2) Compile and test Blacs. If the test fail SIESTA will fail, so don't proceed with siesta installation until blacs works.
3) Idem for scalapack
4) Go for siesta compilation.

Regards,
Eduardo


On 24/08/2008, at 5:43, Lakee Johnson wrote:

Hi, Tom,

I tried it. The problem is still there.

Lakee



2008/8/24 Thomas Sadowski <[EMAIL PROTECTED]>
That might be your problem...Try linking against libmpi_f90.a


-Tom



Date: Sat, 23 Aug 2008 10:13:43 +0800

From: [EMAIL PROTECTED]
Subject: Re: [SIESTA-L] Strange mpi problem
To: SIESTA-L@listserv.uam.es

Hi, Dear Tom,

I tried "mpirun -np 4 siesta < input.fdf > output.out &". What I get is the following:

libibverbs: Fatal: couldn't read uverbs ABI version.
--------------------------------------------------------------------------
[0,1,0]: OpenIB on host node1 was unable to find any HCAs.
Another transport will be used instead, although this may result in
lower performance.
--------------------------------------------------------------------------
libibverbs: Fatal: couldn't read uverbs ABI version.
--------------------------------------------------------------------------
[0,1,1]: OpenIB on host node1 was unable to find any HCAs.
Another transport will be used instead, although this may result in
lower performance.
--------------------------------------------------------------------------
[node1:11756] *** An error occurred in MPI_Comm_group
[node1:11757] *** An error occurred in MPI_Comm_group
[node1:11757] *** on communicator MPI_COMM_WORLD
[node1:11757] *** MPI_ERR_COMM: invalid communicator
[node1:11757] *** MPI_ERRORS_ARE_FATAL (goodbye)
[node1:11756] *** on communicator MPI_COMM_WORLD
[node1:11756] *** MPI_ERR_COMM: invalid communicator
[node1:11756] *** MPI_ERRORS_ARE_FATAL (goodbye)

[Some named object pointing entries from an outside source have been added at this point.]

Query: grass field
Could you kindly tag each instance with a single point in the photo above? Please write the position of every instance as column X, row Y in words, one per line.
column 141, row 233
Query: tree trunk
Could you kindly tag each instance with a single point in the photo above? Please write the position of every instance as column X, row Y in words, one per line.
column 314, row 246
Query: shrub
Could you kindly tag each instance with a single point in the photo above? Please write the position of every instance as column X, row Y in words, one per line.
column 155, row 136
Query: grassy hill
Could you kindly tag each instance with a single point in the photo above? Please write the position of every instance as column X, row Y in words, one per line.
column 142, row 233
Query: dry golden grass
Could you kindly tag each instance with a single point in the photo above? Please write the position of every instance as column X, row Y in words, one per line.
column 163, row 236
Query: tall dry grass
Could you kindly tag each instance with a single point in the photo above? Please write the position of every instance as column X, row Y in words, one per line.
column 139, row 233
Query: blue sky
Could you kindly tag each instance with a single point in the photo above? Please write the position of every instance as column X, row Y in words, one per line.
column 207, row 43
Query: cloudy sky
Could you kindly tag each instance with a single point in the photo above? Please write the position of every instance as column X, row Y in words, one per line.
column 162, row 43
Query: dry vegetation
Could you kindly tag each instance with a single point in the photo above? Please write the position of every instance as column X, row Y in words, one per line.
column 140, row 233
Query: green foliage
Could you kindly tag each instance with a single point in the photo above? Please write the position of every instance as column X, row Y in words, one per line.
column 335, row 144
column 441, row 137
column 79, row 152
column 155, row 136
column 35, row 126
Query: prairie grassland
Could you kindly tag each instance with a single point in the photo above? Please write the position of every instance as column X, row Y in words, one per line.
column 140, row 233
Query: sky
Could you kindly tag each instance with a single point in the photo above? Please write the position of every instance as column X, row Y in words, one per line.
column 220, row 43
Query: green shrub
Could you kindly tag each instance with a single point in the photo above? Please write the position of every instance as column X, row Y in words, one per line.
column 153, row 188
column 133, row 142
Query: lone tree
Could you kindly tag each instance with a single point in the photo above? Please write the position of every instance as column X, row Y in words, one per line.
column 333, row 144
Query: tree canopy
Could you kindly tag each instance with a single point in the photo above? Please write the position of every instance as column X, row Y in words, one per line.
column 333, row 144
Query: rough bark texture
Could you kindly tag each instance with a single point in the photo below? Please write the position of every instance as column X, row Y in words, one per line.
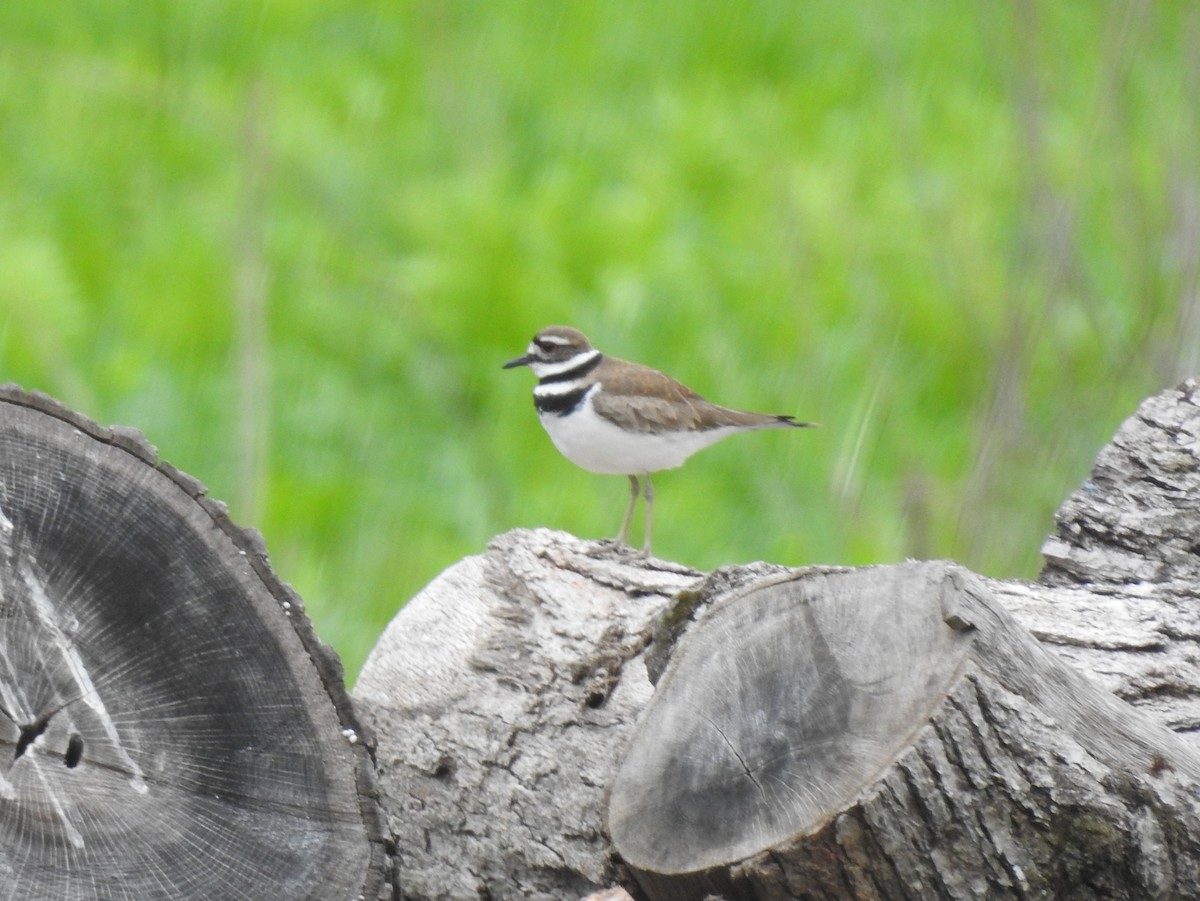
column 172, row 726
column 892, row 733
column 507, row 694
column 501, row 696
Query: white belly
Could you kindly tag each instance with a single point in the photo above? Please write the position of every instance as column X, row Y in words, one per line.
column 598, row 445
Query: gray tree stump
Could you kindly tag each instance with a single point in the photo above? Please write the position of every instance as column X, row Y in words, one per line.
column 898, row 732
column 169, row 725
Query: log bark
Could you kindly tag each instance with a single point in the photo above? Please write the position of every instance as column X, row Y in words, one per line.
column 888, row 732
column 171, row 726
column 499, row 695
column 893, row 733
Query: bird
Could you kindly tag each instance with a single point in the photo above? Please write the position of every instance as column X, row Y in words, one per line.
column 618, row 418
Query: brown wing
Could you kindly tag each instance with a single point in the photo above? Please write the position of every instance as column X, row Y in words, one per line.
column 643, row 400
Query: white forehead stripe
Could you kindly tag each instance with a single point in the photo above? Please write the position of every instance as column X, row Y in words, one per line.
column 541, row 370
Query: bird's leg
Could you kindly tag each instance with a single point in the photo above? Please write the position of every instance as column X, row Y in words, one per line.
column 623, row 535
column 649, row 510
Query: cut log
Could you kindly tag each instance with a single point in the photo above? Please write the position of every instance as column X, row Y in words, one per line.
column 892, row 733
column 501, row 696
column 169, row 725
column 946, row 752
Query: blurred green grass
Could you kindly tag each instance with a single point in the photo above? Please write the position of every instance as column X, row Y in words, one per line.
column 293, row 242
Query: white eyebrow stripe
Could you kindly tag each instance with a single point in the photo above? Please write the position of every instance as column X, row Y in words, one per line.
column 558, row 388
column 553, row 368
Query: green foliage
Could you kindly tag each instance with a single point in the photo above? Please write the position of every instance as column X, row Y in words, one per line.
column 964, row 236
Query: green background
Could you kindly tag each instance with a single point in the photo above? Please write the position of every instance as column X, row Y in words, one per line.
column 294, row 241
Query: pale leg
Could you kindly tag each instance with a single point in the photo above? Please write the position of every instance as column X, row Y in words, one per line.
column 649, row 510
column 623, row 535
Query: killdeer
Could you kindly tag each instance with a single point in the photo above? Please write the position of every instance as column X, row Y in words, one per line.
column 619, row 418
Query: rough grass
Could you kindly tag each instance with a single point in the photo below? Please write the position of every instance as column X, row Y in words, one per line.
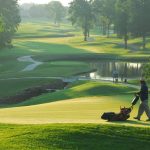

From the FAQ of openmpi official site, it seems that we should use the option "--mca btl tcp,self" for TCP network?

My machines are also x86-64 architecture with RedHat Enterprise Linux 4. The compiler is pgi-7.1.4. My configure options are:

./configure --prefix=/usr/local/math_library/pgi-7.1.4/openmpi-1.2.6 CC=cc CXX=c++ F77=pgf90 F90=pgf90 FC=pgf90 CFLAGS="-O2" FFLAGS="-O2"

Do you think there is anything wrong here, please?

By the way, when I compile BLACS and scalapack, in the "lib" directory of openmpi-1.2.6, I can not see the file "libmpich.a", but I can see it in both mpich2 and mvapich2. So I set MPILIB in Bmake.inc of BLACS and SMPLIB in SLmake.inc of scalapack to "openmpi-1.2.6/lib/libmpi.la", since only this file looks similar to libmpich.a. Is it wrong here, please?

I will appreciate it very much if you can send your log file for configuring openmpi, the Bmake.inc and SLmake.inc.

Sincerely,
Lakee

2008/8/23 Thomas Sadowski <[EMAIL PROTECTED]>
Lakee,


Glad to hear everything worked well with MVAPICH. In regards to OpenMPI, I am confused. You are running on a machine with eight CPUs correct? Why supply a host file then? Try it without the -hostfile <filename>. Typically, my routines are input


mpirun -np 4 siesta < input.fdf > output.out &


If this still doesn't work, it may have to do with how you configured OpenMPI. The machines I run SIESTA on are x86_64 architecture with SuSE 10.x. OpenMPI was compiled with Intel Fortran, C compilers. I can send the log file, if necessary


-Tom



Date: Fri, 22 Aug 2008 22:47:25 +0800

From: [EMAIL PROTECTED]
Subject: Re: [SIESTA-L] Strange mpi problem

To: SIESTA-L@listserv.uam.es

Hello, Dear Tom,

Thank you so much for your experience and suggestion. I also have tried MVAPICH and OpenMPI today.

For me, MVAPICH also works very well! :-)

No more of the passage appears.